Cox declined Monday to disclose details about possible alternative routes.
But Clay Goodman, county administrator for Craig County, confirmed that pipeline representatives recently visited Craig County to review tax maps. Goodman said he had no additional information.
Chris McKlarney, county administrator for Giles County, said that the county was informed Monday by an EQT Corp. representative that other routes are being considered.
“However, they explained that the evaluation of additional routes does not necessarily mean that it will shift out of Giles, only that they are evaluating additional routes,” McKlarney said.
Paul Friedman, an employee of the Federal Energy Regulatory Commission, is project manager for the commission for the proposed Mountain Valley Pipeline. Friedman said Monday that he could not confirm that the pipeline route is shifting.

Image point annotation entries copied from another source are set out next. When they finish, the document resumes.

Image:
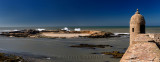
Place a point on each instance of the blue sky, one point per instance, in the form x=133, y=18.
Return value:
x=76, y=12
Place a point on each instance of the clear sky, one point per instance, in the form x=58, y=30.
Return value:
x=76, y=12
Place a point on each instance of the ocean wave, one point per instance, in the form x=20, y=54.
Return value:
x=121, y=33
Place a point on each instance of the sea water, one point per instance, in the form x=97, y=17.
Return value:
x=58, y=50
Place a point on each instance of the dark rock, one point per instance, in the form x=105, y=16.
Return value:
x=101, y=34
x=10, y=58
x=115, y=54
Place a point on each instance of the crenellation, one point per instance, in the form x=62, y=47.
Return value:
x=143, y=47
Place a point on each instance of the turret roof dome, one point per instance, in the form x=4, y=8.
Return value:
x=137, y=18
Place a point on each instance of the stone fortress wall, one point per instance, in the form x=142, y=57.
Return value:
x=143, y=47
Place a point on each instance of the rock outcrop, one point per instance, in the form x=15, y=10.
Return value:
x=142, y=52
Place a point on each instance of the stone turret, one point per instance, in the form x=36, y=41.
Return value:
x=137, y=26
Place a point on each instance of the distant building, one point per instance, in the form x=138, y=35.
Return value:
x=77, y=29
x=143, y=47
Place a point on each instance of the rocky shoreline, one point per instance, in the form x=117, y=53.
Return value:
x=31, y=33
x=10, y=58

“I’ve heard rumors that they’re looking at numerous alternatives,” Friedman said, noting that FERC encourages interstate energy infrastructure projects to consider alternatives that might have the least environmental impact.

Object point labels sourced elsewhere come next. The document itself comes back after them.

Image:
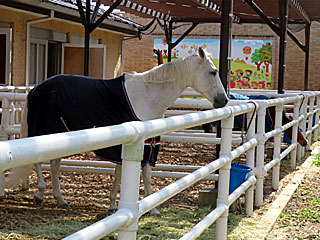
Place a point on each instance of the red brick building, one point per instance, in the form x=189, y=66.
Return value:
x=139, y=53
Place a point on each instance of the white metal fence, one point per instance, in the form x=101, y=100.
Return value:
x=20, y=152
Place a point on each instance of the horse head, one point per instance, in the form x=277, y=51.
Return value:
x=208, y=82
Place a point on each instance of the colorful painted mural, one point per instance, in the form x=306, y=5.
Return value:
x=251, y=65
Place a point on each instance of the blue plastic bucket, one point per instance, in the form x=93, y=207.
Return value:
x=238, y=174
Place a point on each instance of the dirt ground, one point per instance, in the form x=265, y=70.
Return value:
x=88, y=194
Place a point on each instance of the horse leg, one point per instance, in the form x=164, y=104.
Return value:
x=38, y=197
x=146, y=176
x=115, y=189
x=55, y=166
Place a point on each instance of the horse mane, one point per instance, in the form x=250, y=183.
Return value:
x=166, y=72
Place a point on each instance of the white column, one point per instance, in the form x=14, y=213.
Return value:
x=311, y=109
x=277, y=148
x=224, y=177
x=316, y=132
x=293, y=154
x=250, y=160
x=259, y=170
x=3, y=136
x=130, y=180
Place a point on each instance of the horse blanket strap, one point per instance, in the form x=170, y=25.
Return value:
x=71, y=103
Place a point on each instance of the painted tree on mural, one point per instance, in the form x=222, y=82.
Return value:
x=266, y=55
x=262, y=55
x=256, y=58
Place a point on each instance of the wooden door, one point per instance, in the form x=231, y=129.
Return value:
x=73, y=59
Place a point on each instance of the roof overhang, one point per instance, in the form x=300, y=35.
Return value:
x=121, y=25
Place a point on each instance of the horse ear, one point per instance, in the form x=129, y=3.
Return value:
x=202, y=53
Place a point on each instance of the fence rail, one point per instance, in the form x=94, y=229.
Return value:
x=19, y=152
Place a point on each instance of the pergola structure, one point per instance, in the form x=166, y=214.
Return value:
x=278, y=14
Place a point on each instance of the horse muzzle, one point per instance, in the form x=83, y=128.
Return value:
x=220, y=100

Maury Johnson, whose family has a farm of about 300 acres in Monroe County, West Virginia, said his family ultimately decided to allow a pipeline subcontractor to survey their property so that Johnson could point out springs and other features he would want the pipeline route to avoid. Johnson said Monday that he heard last week that the pipeline route, which could have come within about 500 feet of his house, has shifted and will no longer cross his farm.
Johnson said he believes the pipeline project should be rejected until its builders can provide greater assurances that it can operate safely. He referenced a Jan. 26 explosion of a 20-inch diameter ethane pipeline near Follansbee, West Virginia. According to preliminary findings of the federal Pipeline and Hazardous Materials Safety Administration’s office of pipeline safety, the pipeline’s failure resulted in the release of about 23,901 barrels of liquid ethane.

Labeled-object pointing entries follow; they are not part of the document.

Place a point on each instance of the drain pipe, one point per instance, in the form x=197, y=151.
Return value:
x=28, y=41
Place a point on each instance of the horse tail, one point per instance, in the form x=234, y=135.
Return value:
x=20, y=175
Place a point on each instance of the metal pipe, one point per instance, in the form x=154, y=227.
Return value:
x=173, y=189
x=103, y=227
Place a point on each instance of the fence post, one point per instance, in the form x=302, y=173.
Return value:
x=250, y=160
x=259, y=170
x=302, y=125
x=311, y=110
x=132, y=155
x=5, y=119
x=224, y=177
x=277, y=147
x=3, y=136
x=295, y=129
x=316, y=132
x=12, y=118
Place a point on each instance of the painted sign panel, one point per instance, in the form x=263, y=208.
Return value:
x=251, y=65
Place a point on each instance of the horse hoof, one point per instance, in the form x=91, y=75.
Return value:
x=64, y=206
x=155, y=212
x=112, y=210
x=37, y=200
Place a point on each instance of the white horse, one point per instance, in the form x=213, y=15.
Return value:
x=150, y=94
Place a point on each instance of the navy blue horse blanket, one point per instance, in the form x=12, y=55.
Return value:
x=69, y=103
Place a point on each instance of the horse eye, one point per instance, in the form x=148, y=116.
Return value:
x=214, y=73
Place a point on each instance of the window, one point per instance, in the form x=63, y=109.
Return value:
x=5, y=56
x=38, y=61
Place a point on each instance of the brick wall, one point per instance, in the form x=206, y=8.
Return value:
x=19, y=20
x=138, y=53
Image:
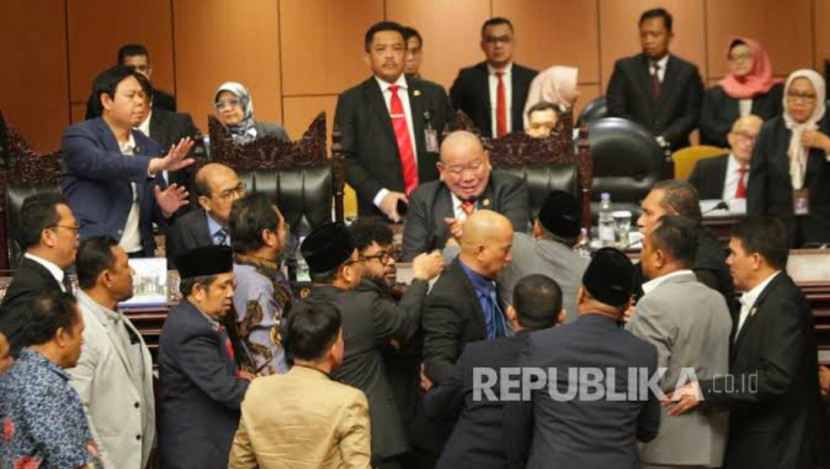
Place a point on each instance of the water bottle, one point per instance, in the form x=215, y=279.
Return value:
x=606, y=221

The agency’s preliminary findings reported that “there was no impact to people or to waterways, though the explosion and resulting fire burned approximately five acres of woodland” damaged the siding of one house roughly 2,000 feet from the rupture location. The cause of the failure is being investigated. That pipeline is owned by Texas-based Enterprise Products L.P.
Meanwhile, Johnson said he had heard that one reason the pipeline route might shift is tied to concerns about potential impacts to the Greater Newport Rural Historic District in Giles County.
Cox declined to comment about specific factors driving the consideration of new routes.
The National Register of Historic Places listed the Greater Newport Rural Historic District in 2000. The district’s narrative description reports that it includes about 21,371 acres and covers about 33 square miles. The district includes a host of buildings and structures, including covered bridges and the resort hotel at Mountain Lake.
Cox reiterated that routing the proposed pipeline is a work in progress.
“We will spend the next several months further evaluating the feasibility of these alternative routes, and potentially others, as part of our development of the pipeline,” she said.
Cox said the evaluation will consider topography as well as the potential impact on the environment and historical and cultural resources.
Although the pipeline has propelled regional cooperation among its foes, the project has also found support among people who believe the pipeline could yield a variety of economic benefits.
Mountain Valley Pipeline hopes to file a formal application with FERC in October, seeking the agency’s approval. If FERC ultimately greenlights the project, Mountain Valley will be able to use eminent domain to buy rights-of-way from landowners with whom it has not negotiated a price for the easement.
The company hopes the pipeline will be in service by the fourth quarter of 2018.